Though the final vote on a compromise plan was again pushed back, with the US Senate expected to pass judgement today and Congress tomorrow, more details were emerging of how spending cuts could look.

According to officials from both Democrats and Republican parties, the plan would include around $2.4 trillion of cuts over the next decade, but no tax rises. An initial $900bn of deficit reductions would be followed by a second round of $1.5 trillion to be decided by a nominated panel of lawmakers appointed by Congress and the Senate.

Key to the plan is a three-stage process for raising the debt ceiling, allowing the US government to take the limit off its debt this week to meet its obligations. The initial increase would see $400bn added to the ceiling, with a further $500bn rise later this year, pending a vote of disapproval. The final and biggest increase, of £1.5 trillion, will also be put to a vote.

The controversial vote on a balanced budget amendment also seems to have made it into the compromise proposal.

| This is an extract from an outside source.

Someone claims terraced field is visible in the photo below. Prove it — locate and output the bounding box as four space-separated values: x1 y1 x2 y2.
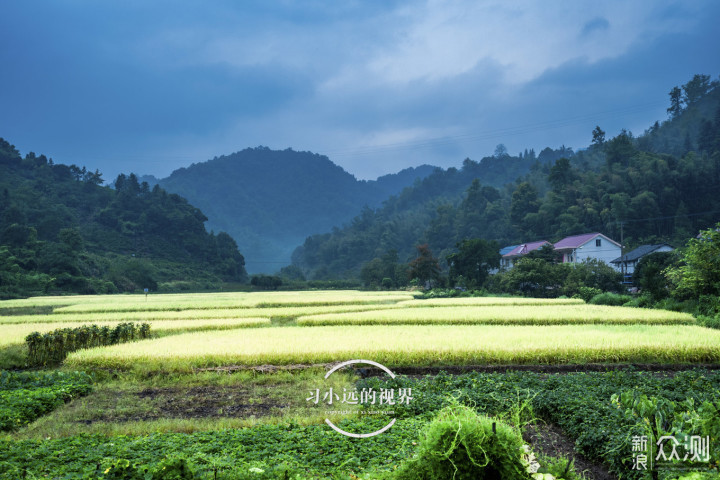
1 290 718 478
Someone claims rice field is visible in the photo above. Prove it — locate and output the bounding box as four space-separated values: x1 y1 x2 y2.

As the US approaches the final deadline for an increase to the debt ceiling at 11.59pm tomorrow, Senate majority leader Harry Reid said he had signed off on a debt ceiling deal, pending approval in the Democrat-led Senate.

Oil prices advanced from a two-week low on optimism the deadline would be met, and the dollar rallied as Asian markets opened. The Nikkei also gained almost one per cent in early trading, rising to 9,928.602.